Vendredi 29 avril 2016

Vendredi 29 avril 2016
« Le fort fait ce qu’il peut et le faible subit ce qu’il doit !»
Thucydide
L’histoire de la guerre du Péloponnèse – Ve s. av. J.-C.
Je vais encore évoquer l’émission de France Inter : AGORA du 17 avril 2016.
Cette fois, Stéphane Paoli a invité Yannis Varoufakis, l’ancien Ministre de l’Economie grecque qui est venu présenter son dernier livre : «Et les faibles subissent ce qu’ils doivent ?»
D’une voix calme, avec un argumentaire fort venant de sa grande culture économique, il démontre les erreurs d’analyse de la pensée néo libérale qui ont cours actuellement dans L’union européenne.
Il explique pourquoi rien de ce qui est fait ne permettra d’améliorer la situation de la dette grecque, dette qui ne pourra et ne sera pas remboursée.
Je l’ai trouvé très intéressant et très intelligent.
Mais je voudrais, une nouvelle fois, partager la chronique d’Aurore Vincenti qu’elle a consacrée au mot «faible» qui se trouve dans le titre du livre.
«En tant que seule femme autour de ce plateau, je suis bien placé pour parler du terme faible.
Il y a surtout un sexe qui est dit faible.  Pourquoi ? Parce que la femme n’a pas la même corpulence qu’un homme !  Elle ne peut pas rouler des mécaniques.
Je lis dans mon dictionnaire : «on dit sexe faible par plaisanterie». Très bonne blague, vraiment super drôle.
Alors qu’on ne devrait pas rire des faibles.
Non, étymologiquement on devrait les pleurer. Parce que le mot vient du latin  «flebilis», « digne d’être pleuré».
Alors le titre de votre ouvrage Monsieur Varoufakis vient d’une phrase de Thucydide dans L’histoire de la guerre du Péloponnèse, si je ne m’abuse : « Les forts font ce qu’ils peuvent et les faibles subissent ce qu’ils doivent »
La difficulté de cette définition, c’est qu’elle définit le faible par opposition au fort, par défaut.
Le faible est la trace d’un manque, d’un manque de force.
Et je dirais, définition plus actuelle : un manque de pouvoir.
Et pourtant ce qui manque au faible, c’est surtout les larmes, les larmes qui étaient dans la racine latine. Il manque de la compassion, de la sympathie, mot grec qui signifie je prends part à ta souffrance, du moins je l’entends, je la reconnais pour ce qu’elle est.

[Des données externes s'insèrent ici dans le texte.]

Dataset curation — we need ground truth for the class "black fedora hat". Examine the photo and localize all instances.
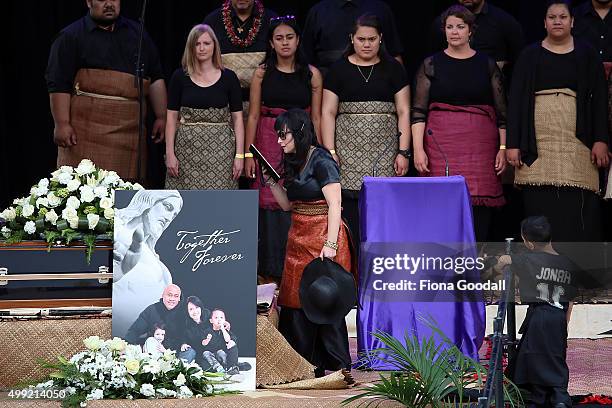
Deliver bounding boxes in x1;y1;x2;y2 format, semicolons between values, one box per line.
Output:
300;258;357;324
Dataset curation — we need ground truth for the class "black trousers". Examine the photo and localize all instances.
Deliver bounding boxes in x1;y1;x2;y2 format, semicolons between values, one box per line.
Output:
278;306;351;371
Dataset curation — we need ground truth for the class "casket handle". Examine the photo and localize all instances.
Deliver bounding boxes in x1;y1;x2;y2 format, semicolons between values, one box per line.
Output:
0;266;113;286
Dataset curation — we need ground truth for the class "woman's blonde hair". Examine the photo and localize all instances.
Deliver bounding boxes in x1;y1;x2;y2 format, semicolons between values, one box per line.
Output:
181;24;223;75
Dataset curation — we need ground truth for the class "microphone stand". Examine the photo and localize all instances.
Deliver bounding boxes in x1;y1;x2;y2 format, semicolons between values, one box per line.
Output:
478;238;516;408
372;132;402;177
427;129;450;177
134;0;147;181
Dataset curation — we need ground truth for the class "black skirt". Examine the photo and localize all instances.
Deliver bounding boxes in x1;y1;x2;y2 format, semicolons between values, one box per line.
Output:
507;304;569;389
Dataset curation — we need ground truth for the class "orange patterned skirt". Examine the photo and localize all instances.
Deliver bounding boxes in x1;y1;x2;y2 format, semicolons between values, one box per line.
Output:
278;200;357;309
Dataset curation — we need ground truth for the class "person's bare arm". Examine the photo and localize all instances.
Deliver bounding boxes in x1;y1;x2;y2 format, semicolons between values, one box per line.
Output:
310;66;323;143
393;85;410;176
149;79;168;143
244;67;265;178
49;92;77;147
165;110;179;177
319;183;342;259
321;89;339;162
232;111;244;180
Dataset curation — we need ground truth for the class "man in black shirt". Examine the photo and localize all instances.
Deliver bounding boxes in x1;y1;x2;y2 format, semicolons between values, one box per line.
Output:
45;0;166;179
125;284;196;361
302;0;404;74
572;0;612;76
429;0;524;69
204;0;276;99
498;216;579;408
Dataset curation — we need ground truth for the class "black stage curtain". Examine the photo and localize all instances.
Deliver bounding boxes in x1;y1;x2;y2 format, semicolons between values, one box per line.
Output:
0;0;564;208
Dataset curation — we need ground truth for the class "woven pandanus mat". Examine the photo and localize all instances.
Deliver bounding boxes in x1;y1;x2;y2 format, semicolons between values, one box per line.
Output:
0;313;314;388
0;317;111;388
0;390;404;408
257;315;314;386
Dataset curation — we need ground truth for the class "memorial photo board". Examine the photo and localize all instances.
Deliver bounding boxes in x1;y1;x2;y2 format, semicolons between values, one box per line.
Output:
113;190;258;390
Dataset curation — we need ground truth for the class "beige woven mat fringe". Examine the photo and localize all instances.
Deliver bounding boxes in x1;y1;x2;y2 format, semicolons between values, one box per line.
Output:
264;370;356;390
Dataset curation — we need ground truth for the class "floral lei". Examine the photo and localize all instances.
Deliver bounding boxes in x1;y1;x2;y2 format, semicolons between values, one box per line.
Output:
221;0;264;48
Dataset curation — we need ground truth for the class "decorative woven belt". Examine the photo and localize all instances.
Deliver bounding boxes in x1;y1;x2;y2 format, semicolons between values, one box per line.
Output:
292;203;328;215
74;82;135;101
179;118;229;126
338;112;395;118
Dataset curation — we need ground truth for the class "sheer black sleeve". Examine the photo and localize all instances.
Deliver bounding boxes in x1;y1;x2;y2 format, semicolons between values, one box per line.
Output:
410;57;434;124
489;58;507;129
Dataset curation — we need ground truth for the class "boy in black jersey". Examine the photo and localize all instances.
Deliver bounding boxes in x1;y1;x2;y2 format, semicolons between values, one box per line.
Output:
498;216;578;408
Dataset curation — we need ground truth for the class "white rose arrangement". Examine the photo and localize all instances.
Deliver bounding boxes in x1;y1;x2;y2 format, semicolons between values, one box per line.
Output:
0;159;142;262
35;336;234;407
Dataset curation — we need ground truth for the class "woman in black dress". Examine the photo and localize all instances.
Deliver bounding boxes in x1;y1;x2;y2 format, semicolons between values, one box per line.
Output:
166;24;244;190
411;5;506;242
508;1;609;242
321;14;410;256
268;109;354;375
245;16;323;280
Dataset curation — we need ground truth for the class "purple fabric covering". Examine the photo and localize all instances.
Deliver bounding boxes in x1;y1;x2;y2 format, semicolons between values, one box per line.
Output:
357;176;485;370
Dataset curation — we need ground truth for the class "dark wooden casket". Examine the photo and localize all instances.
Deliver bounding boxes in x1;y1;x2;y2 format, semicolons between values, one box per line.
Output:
0;241;113;309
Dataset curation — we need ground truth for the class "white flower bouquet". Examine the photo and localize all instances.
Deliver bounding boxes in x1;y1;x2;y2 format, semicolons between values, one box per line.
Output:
34;336;233;407
0;159;142;262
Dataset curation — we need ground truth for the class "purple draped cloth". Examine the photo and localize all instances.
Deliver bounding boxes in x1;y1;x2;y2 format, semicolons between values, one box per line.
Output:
357;176;485;370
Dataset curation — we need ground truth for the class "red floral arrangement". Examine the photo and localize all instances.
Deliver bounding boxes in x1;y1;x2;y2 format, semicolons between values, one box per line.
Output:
221;0;264;48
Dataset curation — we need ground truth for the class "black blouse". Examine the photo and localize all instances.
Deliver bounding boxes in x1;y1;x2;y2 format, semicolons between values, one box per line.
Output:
168;68;242;112
535;48;578;91
286;147;340;201
506;38;609;166
261;67;312;109
411;51;506;128
323;58;408;102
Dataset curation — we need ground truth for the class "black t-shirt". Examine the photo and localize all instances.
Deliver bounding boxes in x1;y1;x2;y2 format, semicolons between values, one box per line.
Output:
323;58;408;102
512;252;580;309
168;68;242;112
204;7;277;54
45;14;164;93
285;147;340;201
572;0;612;62
535;47;578;91
261;67;312;109
411;51;506;128
301;0;404;71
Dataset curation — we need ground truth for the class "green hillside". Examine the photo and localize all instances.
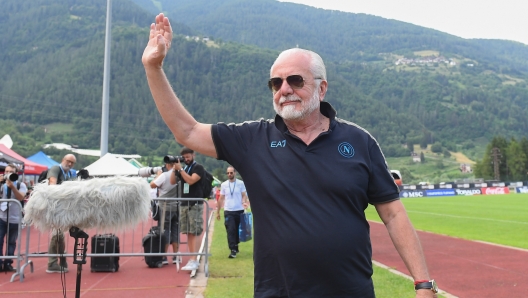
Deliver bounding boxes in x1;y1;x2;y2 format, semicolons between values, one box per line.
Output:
0;0;528;178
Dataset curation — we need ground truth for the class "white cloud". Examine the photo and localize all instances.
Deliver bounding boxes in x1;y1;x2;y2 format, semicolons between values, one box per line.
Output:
283;0;528;45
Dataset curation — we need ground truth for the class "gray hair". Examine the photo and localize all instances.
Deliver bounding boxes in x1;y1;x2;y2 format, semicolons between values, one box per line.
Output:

Mais il n’y a pas de larmes à verser pour les chiffres.
Car les faibles, les pauvres, les démunis on les compte et puis c’est tout, sans les envisager, sans les dévisager.
C’est pour cela aussi qu’il est difficile de dire qui sont les faibles.
Cependant, une chose est certaine : numériquement ils sont en force, parfois on dit  99 % par rapport à 1 % de forts.
Et s’ils subissent le pouvoir des forts, les forts ont aussi besoin d’eux pour exercer leur pouvoir du haut vers le bas.
Mais ne laissons pas ainsi les choses figées !
Vous posez une question Monsieur Varoufakis : «et les faibles subissent ce qu’ils doivent ?»
On voit émerger des mouvements partout en Europe, même en France, des mouvements qui viennent du bas, des faibles
Les mots sont à la fois peu et beaucoup de choses.
Je vous en propose quelques-uns pour conjurer le sort.
Pour montrer l’immuable binarité entre le faible fort, en français, il y a le mot «révolution» qui va avec «révolte» et même «bouleversement». Ces trois mots véhiculent la même idée celle d’un renversement : du haut  qui se retrouve en bas et du bas qui se retrouve en haut.
Et puis j’ai un autre mot, en anglais : « Empowerment». Ce mot n’a pas vraiment de traduction en français,  on a dit développement du pouvoir d’agir. Mais dans « Empowerment», il y a de l’émancipation, il y a l’idée que l’on se grandit hors de sa condition que l’on s’érige que l’on gagne, non en pouvoir d’écraser, mais en pouvoir d’agir, de faire.»
En fin d’émission, Yannis Varoufakis répète ce propos du Ministre de l’Economie allemande Wolfgang Schaüble qu’il avait déjà rapporté et où ce dernier lui disait qu’il savait bien que la solution proposée ne résoudrait rien pour la Grèce, mais qu’il avait besoin de cette solution dans son combat avec les élites françaises pour leur imposer l’austérité.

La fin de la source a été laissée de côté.